Edge-to-end workflows in natural hazards (invited)

Abstract

Several natural disasters (e.g. earthquakes, volcanic eruptions, landslides or tsunamis) are hard to predict and pose a serious threat to human lives and property. Prompt reaction to these scenarios requires of computing infrastructures, complicated data workflows, and engagement with stakeholders formally involved in emergency management. The Center of Excellence for Exascale in Solid Earth (ChEESE; https://cheese-coe.eu) is preparing flagship HPC applications in Earth sciences and natural hazards for the Exascale era.

The Center has a strong commitment to building services for industry and public governance bodies (e.g. civil protection), including urgent computing edge-to-end workflows of data coming from networks of sensors to HPC resources for earthquakes and tsunamis. A series of Pilot Demonstrators (PDs) on Urgent Seismic Simulations, Faster Than Real-Time Tsunami Simulations, and High-Resolution Volcanic Ash Dispersal Forecast are being developed to test future Exascale Urgent Computing workflows supporting contingency plans for seismic, volcanic and tsunami events. For earthquakes, PDs are being designed in collaboration with the Italian and Icelandic civil protections on generation of physics-based ground shaking (impact) maps shortly after the occurrence of an earthquake or on real-time tsunami inundation forecasts.

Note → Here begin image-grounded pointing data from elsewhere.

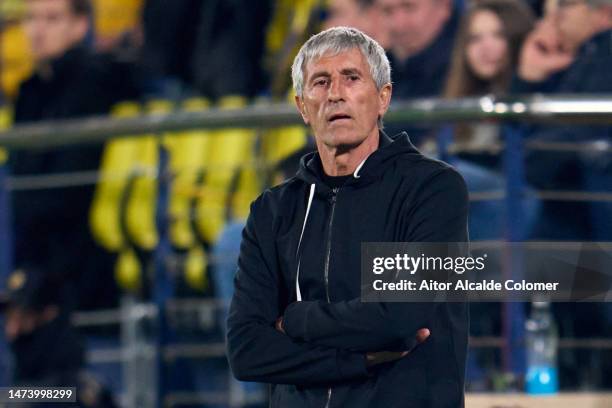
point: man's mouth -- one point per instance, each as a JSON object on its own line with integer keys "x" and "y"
{"x": 338, "y": 116}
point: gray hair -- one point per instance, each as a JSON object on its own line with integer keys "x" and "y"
{"x": 335, "y": 40}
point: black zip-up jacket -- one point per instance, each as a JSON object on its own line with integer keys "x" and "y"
{"x": 397, "y": 195}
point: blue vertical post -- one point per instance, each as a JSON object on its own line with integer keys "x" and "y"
{"x": 163, "y": 286}
{"x": 513, "y": 319}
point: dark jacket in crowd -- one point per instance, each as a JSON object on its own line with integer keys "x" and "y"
{"x": 51, "y": 224}
{"x": 423, "y": 75}
{"x": 216, "y": 46}
{"x": 591, "y": 71}
{"x": 398, "y": 195}
{"x": 80, "y": 84}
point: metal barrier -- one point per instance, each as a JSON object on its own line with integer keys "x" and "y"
{"x": 572, "y": 109}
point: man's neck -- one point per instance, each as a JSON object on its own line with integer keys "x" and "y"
{"x": 342, "y": 160}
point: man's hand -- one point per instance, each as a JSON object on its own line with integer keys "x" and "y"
{"x": 381, "y": 357}
{"x": 543, "y": 53}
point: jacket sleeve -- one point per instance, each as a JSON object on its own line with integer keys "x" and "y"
{"x": 256, "y": 350}
{"x": 439, "y": 215}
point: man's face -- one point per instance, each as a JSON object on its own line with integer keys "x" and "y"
{"x": 576, "y": 22}
{"x": 414, "y": 24}
{"x": 52, "y": 28}
{"x": 340, "y": 100}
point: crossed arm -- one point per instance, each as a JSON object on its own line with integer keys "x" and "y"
{"x": 316, "y": 342}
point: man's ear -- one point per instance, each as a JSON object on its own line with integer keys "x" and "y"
{"x": 385, "y": 99}
{"x": 299, "y": 103}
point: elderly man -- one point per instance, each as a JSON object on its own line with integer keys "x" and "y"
{"x": 296, "y": 320}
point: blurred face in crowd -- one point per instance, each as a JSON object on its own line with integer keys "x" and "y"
{"x": 487, "y": 48}
{"x": 413, "y": 24}
{"x": 52, "y": 27}
{"x": 351, "y": 13}
{"x": 577, "y": 22}
{"x": 340, "y": 100}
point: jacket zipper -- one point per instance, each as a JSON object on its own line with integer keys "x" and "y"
{"x": 328, "y": 255}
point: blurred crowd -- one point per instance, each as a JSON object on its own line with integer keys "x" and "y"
{"x": 66, "y": 59}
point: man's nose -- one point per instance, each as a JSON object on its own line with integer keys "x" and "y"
{"x": 336, "y": 91}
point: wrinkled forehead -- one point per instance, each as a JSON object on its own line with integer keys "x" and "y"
{"x": 336, "y": 59}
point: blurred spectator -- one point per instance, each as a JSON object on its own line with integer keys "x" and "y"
{"x": 421, "y": 34}
{"x": 47, "y": 349}
{"x": 50, "y": 224}
{"x": 214, "y": 47}
{"x": 364, "y": 15}
{"x": 568, "y": 52}
{"x": 484, "y": 58}
{"x": 68, "y": 80}
{"x": 225, "y": 253}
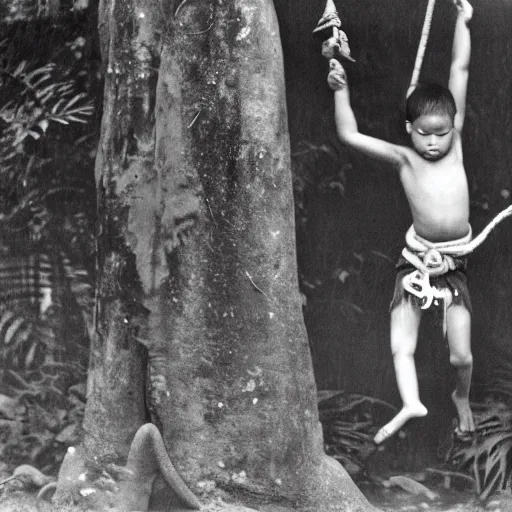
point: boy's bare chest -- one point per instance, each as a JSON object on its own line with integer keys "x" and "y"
{"x": 436, "y": 181}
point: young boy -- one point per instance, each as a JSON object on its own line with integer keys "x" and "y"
{"x": 433, "y": 177}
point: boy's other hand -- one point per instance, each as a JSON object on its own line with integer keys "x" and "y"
{"x": 337, "y": 78}
{"x": 465, "y": 9}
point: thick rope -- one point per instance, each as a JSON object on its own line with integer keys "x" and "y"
{"x": 422, "y": 46}
{"x": 435, "y": 259}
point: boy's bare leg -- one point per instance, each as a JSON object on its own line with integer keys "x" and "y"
{"x": 405, "y": 321}
{"x": 459, "y": 340}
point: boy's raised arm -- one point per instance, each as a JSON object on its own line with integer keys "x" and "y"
{"x": 346, "y": 123}
{"x": 461, "y": 53}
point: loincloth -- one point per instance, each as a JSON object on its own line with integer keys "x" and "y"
{"x": 455, "y": 280}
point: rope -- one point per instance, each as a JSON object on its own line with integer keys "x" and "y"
{"x": 422, "y": 46}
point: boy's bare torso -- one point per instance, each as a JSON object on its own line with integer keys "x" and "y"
{"x": 438, "y": 194}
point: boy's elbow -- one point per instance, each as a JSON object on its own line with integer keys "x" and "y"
{"x": 346, "y": 136}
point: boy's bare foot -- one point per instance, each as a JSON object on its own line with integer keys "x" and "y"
{"x": 466, "y": 422}
{"x": 406, "y": 413}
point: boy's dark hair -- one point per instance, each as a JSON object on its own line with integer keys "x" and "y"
{"x": 430, "y": 98}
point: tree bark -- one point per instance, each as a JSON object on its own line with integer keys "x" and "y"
{"x": 197, "y": 263}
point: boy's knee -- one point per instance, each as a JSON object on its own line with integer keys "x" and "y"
{"x": 460, "y": 360}
{"x": 404, "y": 350}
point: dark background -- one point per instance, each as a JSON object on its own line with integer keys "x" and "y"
{"x": 352, "y": 213}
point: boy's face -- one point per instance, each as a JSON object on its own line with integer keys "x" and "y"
{"x": 431, "y": 135}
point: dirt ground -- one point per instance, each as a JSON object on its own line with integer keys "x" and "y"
{"x": 387, "y": 499}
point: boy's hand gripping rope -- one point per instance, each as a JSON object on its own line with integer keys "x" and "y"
{"x": 335, "y": 41}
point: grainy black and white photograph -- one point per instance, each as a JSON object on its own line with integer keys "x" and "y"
{"x": 255, "y": 255}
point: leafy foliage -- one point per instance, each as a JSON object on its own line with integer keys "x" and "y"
{"x": 47, "y": 203}
{"x": 42, "y": 414}
{"x": 32, "y": 98}
{"x": 348, "y": 427}
{"x": 489, "y": 457}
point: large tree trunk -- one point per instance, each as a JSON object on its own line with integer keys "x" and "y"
{"x": 197, "y": 264}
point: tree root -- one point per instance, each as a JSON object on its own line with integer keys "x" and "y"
{"x": 130, "y": 487}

In the case of tsunamis, the aim is to increase the accuracy of tsunami forecast by assimilating the largest possible amount of data in quasi real time, and performing simulations in a few minutes wall-clock time, possibly including the coastal inundation stage. This strategy of direct real time computation, that could seem unfeasible a decade ago, it is now foreseeable thanks to the astonishingly recent increase in the computational power and bandwidth evolution of modern GPUs.

These examples can also pave the road for urgent computing in other domains, from fire propagation to atmospheric or marine toxic dispersals.